Cashless in the Cinque Terre
- The Opportunistic Traveler
- May 21, 2024
- 3 min read
Updated: Jun 2, 2024

I have a habit of not carrying cash. For our first overseas trip last year, we made it through two weeks with zero euros in Paris, Nice, and Madrid. There were only a few times when it would have come in handy for little trinkets in Ezé, but we managed just fine. And I don’t know if you’ve noticed, but I enjoy points, so I always use a card if I can. And I'm lazy, so there's that.
I booked the Hotel La Zorza in Riomaggiore, Italy, in October 2023. I had pieced this trip together to celebrate our first anniversary only a month prior.
This left me with little choice of dates and room types for most of the points hotels for the trip. But there are no points hotels in the Cinque Terre that I know of or could find. Not wanting to forfeit any point-earning opportunities, I booked the Bar/Hotel Zorza through the Capital One Travel Portal. I have the Venture X card, which gives me 10x on hotels booked through their portal. Not ideal, but I considered this a solid alternative. And the hotel, bar, whatever, was right out of central casting, as were most of my accommodations this trip. It was less than 5 minutes from the train station, hundreds of years old, and not on top of an ungodly hill. The window opened onto the main thoroughfare, excellent for late night people-watching. Riomaggiore is the biggest town in the Cinque Terre, with a parade of Aperol-fueled travelers trekking up said ungodly hill from the station to their rooms.


Apparently, every hotel in Riomaggiore charges a €2 person fee per night, payable only in cash. Or I was being lied to. Either way, had I done more research, I’d have known this, but the fee was not disclosed in Capital One's booking process.
I did not have a debit card. The two credit cards I had were the Venture (Not Venture X; I don’t like carrying metal cards on me if I can help it) and the Chase Sapphire Preferred. The Venture serves the same purpose for general spending as the Venture X in a much lighter package. In fact, I can’t remember the last time that card was swiped in North America.
The bartender, who checked me in and showed me to the room, said I could pay later. I then did some quick Googling and found I could use a credit card at an ATM for a cash advance. I’d never done this before, and the fees are criminal if you carry even a daily balance, so I needed to pay the balance right away. So far, it was okay. I’m going to pay some ATM fees, but live and learn. And it's only €4, so i wasn't sweating it...yet.
Except, I could not find an ATM that would accept those cards anywhere in the Cinque Terre. I have no idea why. According to websites and customer service reps, there shouldn’t have been a problem, but there was. Over the next two days, I went to every ATM that Google and Apple Maps would give me, but no luck.
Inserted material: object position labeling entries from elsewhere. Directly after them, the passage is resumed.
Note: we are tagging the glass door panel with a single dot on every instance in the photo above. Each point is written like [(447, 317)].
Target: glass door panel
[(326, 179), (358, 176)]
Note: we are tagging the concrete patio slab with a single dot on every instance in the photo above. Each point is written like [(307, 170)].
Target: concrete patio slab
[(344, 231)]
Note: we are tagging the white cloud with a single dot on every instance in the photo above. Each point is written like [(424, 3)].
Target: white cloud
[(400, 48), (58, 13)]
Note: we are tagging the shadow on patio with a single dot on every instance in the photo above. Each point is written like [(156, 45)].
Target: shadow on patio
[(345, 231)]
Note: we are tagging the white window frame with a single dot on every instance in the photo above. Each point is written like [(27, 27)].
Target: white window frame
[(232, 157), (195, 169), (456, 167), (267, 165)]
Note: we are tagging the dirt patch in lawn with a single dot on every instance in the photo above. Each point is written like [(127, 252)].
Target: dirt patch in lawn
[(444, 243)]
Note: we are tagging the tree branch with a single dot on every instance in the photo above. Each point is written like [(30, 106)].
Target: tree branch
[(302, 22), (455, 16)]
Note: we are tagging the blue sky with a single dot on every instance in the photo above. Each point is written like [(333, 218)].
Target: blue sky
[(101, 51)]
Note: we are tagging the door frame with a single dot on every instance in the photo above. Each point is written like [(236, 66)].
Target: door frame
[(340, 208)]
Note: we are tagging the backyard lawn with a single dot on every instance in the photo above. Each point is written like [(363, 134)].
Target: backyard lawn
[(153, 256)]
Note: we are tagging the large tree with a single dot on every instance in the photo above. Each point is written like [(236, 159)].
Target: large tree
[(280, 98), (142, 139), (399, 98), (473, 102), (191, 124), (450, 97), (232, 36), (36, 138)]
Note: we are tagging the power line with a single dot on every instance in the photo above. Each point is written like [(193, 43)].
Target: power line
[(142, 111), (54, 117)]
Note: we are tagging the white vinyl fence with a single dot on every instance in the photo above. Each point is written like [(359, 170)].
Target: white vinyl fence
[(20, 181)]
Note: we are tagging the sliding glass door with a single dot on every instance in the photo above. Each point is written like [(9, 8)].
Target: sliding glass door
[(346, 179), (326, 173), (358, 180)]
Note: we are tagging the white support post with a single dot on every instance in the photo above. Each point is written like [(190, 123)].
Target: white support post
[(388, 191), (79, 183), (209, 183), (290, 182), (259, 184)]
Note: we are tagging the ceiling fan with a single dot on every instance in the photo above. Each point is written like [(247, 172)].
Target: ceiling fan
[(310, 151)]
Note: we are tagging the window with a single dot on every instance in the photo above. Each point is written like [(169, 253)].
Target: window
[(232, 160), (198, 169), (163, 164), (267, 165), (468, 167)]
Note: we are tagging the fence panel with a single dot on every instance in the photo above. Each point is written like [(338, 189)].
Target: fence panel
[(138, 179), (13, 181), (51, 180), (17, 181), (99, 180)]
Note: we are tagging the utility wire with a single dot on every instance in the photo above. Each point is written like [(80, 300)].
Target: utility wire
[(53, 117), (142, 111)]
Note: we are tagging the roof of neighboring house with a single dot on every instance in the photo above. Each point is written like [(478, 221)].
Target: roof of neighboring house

I even took the train to La Speiza to try my luck there, with the same result. I did sit down for a beer while I was there, though, so it was totally a lost cause.


If it came down to it, my nuclear option is a tactic some would just have started with: ask someone for the damn €4 and Zelle or Venmo or Apple Pay them the money. But for myriad reasons that only a psychologist can provide, this terrifies me, and I must figure it out on my own.
Eighteen hours before leaving for Florence, the up-to-then-tidy street around the Hotel Zorza was suddenly littered with little white paper. Receipts. ATM receipts. There was an unmapped ATM right there. I inserted the Venture card. AND THE FCKR WORKED. No idea why or how it worked. I have no idea why it wasn’t on Google or any maps. I have no idea why I hadn’t seen it before. I walked by it dozens of times.
I’m sure there’s some deeper lesson here about personal blinders, overreliance on technology, and the importance of really absorbing your environment and experience. I’ll eventually figure it out, but in the meantime, I’ll try to have some local currency on me.